Le cause del malessere erano ben note a tutti da tempo, anche all’estero: un anno fa la Bbc trasmise un reportage dagli accampamenti di Rosarno, raccontando una realtà di incredibile miseria e degrado.
Questa forma di schiavitù è diffusa nel lavoro nei campi in tutte le regioni del sud: anche questo è noto da anni.
Secondo fonti sindacali e giornalistiche, il cambiamento del sistema di distribuzione dei sussidi europei all’agricoltura ha stretta relazione con quanto avvenuto. Nella zona di Rosarno ci sono centinaia di aziende agricole che vivono fondamentalmente sui sussidi comunitari. Mentre fino all’anno scorso questi venivano erogati sulla base della quantità di agrumi forniti alle industrie di trasformazione, un tot al quintale, adesso le sovvenzioni arrivano sulla base della superficie coltivata. I produttori non hanno così più convenienza a raccogliere gli agrumi, in quanto il mercato paga 5 centesimi al chilo prodotti i cui costi di raccolta toccano gli 8 centesimi e i sussidi arrivano in  base agli ettari coltivati. Quindi, la mano d’opera non serve più, o serve in misura molto ridotta, e il mercato illegale del lavoro ha risposto alla necessità di allontanarla da quelle zone, approfittandone anche per liberarsi delle personalità più sindacalizzate e attente alla conquista di diritti per i lavoratori agricoli stagionali stranieri.

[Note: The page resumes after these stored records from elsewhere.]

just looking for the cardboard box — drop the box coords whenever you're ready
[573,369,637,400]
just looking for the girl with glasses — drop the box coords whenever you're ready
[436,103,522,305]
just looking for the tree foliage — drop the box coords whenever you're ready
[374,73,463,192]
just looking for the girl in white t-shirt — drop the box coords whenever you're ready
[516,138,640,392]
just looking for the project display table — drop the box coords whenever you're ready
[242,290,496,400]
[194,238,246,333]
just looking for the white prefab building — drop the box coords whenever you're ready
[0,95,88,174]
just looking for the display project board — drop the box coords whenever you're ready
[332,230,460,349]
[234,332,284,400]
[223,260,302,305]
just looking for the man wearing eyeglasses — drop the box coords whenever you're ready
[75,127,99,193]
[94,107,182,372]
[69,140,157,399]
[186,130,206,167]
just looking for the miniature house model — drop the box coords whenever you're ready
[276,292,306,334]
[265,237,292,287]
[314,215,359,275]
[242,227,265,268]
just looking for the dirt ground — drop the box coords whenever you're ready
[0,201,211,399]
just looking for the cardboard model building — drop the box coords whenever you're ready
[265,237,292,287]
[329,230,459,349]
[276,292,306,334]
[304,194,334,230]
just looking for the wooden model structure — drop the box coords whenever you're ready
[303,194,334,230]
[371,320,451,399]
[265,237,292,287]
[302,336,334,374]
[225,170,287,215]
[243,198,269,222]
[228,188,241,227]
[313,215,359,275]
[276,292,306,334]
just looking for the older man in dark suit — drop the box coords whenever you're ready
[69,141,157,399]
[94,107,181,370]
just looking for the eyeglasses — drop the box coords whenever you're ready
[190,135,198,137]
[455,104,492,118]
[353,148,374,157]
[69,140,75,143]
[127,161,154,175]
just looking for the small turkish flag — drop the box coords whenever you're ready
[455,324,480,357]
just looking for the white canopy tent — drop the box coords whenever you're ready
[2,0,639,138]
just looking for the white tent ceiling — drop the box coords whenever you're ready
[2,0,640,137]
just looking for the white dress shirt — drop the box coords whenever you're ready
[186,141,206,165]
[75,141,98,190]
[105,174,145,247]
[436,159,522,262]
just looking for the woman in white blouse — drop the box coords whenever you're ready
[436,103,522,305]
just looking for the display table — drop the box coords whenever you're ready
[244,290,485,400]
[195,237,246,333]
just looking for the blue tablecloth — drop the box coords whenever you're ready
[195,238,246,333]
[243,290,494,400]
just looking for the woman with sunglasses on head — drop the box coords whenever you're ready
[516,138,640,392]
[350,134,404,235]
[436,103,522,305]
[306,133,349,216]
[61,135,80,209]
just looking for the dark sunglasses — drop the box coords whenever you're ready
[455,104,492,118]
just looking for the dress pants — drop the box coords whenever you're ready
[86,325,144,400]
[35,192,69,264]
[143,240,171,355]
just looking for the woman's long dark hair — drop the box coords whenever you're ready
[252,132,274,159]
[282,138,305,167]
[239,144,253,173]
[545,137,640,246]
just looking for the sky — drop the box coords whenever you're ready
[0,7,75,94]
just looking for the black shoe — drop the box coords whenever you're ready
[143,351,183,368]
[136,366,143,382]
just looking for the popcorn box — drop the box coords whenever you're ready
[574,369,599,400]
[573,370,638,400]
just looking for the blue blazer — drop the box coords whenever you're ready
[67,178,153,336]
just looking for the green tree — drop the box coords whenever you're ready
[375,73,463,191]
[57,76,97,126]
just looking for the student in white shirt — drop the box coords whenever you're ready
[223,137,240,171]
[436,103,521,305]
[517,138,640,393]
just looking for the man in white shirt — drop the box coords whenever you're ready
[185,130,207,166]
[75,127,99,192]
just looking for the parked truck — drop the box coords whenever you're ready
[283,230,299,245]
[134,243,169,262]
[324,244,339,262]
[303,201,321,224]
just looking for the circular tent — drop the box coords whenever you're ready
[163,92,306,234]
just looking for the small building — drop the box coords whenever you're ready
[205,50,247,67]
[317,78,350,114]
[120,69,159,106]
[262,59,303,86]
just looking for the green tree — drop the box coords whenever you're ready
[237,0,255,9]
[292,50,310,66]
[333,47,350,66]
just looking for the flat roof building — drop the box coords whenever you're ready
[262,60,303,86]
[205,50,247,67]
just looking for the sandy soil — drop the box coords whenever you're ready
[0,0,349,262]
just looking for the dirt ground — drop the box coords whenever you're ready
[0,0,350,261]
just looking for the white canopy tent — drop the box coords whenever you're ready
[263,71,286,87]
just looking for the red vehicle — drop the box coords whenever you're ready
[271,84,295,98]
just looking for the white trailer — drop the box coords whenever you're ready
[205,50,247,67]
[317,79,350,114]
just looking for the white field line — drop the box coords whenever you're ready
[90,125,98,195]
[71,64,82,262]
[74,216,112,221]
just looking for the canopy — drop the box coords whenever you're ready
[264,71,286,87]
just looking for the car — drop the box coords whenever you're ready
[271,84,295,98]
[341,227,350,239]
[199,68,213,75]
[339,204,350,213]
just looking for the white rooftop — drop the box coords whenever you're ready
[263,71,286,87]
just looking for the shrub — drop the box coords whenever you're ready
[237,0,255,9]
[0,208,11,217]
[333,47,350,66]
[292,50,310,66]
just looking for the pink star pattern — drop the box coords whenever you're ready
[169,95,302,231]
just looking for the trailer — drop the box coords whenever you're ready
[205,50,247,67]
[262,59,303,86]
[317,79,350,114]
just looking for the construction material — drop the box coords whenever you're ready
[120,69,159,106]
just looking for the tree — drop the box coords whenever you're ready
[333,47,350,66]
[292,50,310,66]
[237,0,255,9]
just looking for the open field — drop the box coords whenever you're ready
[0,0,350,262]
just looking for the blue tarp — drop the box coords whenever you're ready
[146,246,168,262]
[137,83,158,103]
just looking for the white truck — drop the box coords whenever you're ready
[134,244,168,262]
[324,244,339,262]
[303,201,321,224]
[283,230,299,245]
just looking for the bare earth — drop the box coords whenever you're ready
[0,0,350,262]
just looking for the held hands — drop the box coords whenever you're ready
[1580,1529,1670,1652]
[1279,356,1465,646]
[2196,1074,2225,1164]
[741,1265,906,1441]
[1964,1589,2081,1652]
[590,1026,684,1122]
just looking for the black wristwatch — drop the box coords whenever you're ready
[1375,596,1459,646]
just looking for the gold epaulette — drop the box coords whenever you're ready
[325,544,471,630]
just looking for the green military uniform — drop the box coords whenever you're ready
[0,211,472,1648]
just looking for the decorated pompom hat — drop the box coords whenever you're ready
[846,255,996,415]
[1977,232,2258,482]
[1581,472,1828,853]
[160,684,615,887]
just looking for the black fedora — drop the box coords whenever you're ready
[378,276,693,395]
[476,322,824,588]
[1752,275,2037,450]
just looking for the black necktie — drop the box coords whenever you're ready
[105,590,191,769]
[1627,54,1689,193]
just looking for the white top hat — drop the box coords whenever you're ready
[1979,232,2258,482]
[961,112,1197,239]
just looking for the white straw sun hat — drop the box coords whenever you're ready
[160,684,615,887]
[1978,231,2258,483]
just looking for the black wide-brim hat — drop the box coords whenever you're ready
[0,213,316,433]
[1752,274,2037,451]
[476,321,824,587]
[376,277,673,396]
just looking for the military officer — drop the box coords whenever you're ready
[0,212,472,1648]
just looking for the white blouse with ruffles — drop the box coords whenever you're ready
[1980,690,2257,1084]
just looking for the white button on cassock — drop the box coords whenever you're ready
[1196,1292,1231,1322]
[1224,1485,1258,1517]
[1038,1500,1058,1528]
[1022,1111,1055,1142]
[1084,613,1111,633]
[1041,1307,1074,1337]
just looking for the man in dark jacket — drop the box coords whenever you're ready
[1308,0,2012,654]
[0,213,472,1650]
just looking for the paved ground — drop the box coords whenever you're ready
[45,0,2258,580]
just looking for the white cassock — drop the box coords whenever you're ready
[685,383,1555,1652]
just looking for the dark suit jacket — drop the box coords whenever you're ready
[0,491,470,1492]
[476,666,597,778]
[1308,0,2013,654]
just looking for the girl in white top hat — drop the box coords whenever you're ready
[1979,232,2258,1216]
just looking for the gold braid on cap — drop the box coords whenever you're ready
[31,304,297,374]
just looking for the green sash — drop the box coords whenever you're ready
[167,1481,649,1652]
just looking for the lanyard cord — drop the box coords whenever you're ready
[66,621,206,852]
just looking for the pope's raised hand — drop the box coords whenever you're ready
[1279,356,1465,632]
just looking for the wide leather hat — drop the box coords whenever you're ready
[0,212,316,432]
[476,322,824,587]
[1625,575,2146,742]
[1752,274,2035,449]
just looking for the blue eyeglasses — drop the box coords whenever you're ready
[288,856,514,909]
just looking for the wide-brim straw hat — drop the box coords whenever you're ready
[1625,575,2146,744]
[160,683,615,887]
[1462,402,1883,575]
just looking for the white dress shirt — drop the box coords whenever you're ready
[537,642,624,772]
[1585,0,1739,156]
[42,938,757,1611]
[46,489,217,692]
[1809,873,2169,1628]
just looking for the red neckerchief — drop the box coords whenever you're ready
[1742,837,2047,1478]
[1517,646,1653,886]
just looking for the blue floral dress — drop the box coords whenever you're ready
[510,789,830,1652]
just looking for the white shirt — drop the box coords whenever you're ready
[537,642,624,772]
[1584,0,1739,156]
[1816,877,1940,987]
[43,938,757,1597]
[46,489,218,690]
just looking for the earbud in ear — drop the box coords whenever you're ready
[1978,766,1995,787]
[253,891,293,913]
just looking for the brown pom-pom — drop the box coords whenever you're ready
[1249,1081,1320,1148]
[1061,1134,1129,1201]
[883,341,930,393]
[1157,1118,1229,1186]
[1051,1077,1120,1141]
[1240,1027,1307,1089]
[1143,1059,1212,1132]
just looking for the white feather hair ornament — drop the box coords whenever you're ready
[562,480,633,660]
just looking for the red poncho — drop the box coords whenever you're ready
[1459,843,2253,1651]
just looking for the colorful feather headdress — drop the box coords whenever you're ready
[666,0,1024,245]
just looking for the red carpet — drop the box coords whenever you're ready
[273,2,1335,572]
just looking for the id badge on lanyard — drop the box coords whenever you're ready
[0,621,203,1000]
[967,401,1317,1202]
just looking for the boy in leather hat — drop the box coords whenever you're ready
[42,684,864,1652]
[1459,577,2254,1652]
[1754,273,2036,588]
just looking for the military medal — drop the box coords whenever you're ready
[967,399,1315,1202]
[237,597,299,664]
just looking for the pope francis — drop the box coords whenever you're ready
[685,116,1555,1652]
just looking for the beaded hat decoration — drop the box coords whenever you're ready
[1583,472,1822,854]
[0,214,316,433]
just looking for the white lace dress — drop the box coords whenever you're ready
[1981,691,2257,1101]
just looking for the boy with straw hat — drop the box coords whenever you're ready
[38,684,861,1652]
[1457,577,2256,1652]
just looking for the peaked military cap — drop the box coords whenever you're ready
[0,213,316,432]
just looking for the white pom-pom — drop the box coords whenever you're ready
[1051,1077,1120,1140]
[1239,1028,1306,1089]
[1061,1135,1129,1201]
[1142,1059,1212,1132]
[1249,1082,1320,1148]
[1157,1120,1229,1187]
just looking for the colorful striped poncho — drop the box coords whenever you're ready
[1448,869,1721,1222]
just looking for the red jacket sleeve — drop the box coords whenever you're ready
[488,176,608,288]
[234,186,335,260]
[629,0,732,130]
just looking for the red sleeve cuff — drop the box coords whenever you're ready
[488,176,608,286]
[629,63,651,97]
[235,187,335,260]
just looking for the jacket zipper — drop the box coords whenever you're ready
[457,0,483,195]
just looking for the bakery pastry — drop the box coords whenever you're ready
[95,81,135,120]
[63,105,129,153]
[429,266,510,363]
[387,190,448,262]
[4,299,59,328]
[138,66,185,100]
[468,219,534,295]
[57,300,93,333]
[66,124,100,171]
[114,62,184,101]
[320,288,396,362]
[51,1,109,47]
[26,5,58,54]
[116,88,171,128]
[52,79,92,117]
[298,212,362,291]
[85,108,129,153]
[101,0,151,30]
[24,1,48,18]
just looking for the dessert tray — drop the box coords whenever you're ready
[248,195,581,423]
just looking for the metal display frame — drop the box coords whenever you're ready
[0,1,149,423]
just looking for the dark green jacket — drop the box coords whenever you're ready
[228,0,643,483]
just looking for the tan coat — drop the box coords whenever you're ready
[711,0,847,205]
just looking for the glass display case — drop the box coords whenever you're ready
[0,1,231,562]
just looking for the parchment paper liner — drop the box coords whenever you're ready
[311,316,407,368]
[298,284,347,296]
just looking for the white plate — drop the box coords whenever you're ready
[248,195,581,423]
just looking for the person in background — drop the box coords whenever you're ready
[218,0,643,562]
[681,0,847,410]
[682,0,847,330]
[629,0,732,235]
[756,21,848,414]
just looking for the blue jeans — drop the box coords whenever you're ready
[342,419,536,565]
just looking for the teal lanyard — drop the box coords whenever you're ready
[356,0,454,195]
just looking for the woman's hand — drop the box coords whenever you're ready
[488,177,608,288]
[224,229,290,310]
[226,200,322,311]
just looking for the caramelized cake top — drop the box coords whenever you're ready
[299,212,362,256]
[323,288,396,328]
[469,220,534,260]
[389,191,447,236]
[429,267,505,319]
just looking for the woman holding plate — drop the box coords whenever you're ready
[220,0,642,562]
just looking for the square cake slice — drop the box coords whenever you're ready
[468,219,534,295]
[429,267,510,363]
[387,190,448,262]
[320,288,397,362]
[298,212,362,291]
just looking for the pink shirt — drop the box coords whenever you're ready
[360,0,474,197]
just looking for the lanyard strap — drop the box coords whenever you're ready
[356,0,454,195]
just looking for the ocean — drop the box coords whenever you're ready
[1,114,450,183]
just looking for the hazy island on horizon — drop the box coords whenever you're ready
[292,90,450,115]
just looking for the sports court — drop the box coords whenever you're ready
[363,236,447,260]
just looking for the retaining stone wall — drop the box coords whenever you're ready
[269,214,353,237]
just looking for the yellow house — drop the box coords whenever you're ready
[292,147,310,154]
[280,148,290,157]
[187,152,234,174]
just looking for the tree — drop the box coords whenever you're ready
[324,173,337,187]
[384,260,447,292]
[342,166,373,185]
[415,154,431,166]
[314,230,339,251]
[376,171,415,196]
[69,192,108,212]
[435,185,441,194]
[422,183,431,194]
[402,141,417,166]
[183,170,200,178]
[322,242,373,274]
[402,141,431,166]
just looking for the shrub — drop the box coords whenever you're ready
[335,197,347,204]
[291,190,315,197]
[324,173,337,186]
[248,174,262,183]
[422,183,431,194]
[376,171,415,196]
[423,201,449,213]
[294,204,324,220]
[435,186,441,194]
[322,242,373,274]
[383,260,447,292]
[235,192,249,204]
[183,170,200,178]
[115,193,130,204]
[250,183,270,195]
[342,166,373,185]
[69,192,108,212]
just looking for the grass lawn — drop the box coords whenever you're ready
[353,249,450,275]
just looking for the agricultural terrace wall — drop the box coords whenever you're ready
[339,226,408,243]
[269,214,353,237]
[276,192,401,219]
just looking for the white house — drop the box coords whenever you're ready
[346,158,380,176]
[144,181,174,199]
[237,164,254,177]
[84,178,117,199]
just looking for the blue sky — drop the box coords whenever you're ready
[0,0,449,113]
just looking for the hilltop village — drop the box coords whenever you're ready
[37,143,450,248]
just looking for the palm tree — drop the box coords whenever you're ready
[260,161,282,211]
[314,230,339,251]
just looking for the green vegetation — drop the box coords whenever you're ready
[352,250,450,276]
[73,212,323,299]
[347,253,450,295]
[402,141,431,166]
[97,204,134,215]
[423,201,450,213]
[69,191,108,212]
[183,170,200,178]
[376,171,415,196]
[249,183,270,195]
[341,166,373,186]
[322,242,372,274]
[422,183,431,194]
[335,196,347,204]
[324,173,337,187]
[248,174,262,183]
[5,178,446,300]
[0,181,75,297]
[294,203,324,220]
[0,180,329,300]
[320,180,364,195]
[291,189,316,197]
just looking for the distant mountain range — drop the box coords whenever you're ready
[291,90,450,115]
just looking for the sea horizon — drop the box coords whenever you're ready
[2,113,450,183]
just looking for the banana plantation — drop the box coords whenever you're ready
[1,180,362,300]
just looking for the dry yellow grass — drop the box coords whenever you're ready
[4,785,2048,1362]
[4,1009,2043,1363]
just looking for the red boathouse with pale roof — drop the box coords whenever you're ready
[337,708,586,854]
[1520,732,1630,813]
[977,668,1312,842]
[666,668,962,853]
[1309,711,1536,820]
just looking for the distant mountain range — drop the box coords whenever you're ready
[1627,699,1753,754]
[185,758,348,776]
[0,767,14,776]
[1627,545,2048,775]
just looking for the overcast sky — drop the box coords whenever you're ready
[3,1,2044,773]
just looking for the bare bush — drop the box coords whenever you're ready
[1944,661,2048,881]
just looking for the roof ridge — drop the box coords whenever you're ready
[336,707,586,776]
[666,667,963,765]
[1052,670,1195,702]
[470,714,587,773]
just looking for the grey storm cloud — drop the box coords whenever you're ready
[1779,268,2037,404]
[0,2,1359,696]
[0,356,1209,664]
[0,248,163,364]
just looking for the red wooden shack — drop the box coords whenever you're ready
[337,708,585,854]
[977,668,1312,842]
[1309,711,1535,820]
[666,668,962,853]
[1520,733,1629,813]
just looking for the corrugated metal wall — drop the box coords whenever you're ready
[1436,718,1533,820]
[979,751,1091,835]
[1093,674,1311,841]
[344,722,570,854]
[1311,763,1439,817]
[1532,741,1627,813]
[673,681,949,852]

L’economia agricola meridionale si regge in parte non marginale sullo sfruttamento disumano della manodopera di uomini extracomunitari, regolari e non, che scappano dalla disperazione del loro paese per piombare in un regime di servitù. Trattati come merce, prelevati all’alba da sfruttatori senza scrupoli per andare a lavorare nei campi fino a sera in cambio di pochi spiccioli, vessati e costretti a riposare in accampamenti di fortuna e in condizioni inconcepibili per esseri umani. Dietro a questo sistema inaccettabile c’è spesso la mano della criminalità organizzata. Tutto ciò è inammissibile in qualsiasi parte del mondo, ma ancor più scandaloso in un paese democratico, civile e sviluppato.
Sbaglia chi, come qualche esponente del governo e della maggioranza, riduce la questione semplicemente alla necessità di chiudere le porte ai clandestini. Così si sposta il problema: molti anni fa il caporalato sfruttava i nostri connazionali, adesso tocca agli stranieri perché sono pochissimi gli italiani disposti a lavorare nei campi. Inoltre, la condizione di irregolarità degli extracomunitari facilita lo sfruttamento da parte del caporalato.
Il problema allora prima che la provenienza degli uomini riguarda il sistema criminale che li sfrutta: ciò che manca, come ha sottolineato il Presidente Napolitano, sono la legalità e la solidarietà. Bisogna colpire e eliminare il lavoro nero sottopagato, il maltrattamento fisico e psicologico, l’assenza di diritti dei lavoratori. E’ altrettanto doveroso che chi lavora legalmente nel nostro Paese e partecipa al nostro benessere possa avere un’abitazione dignitosa e venga messo in condizione di integrarsi nella comunità.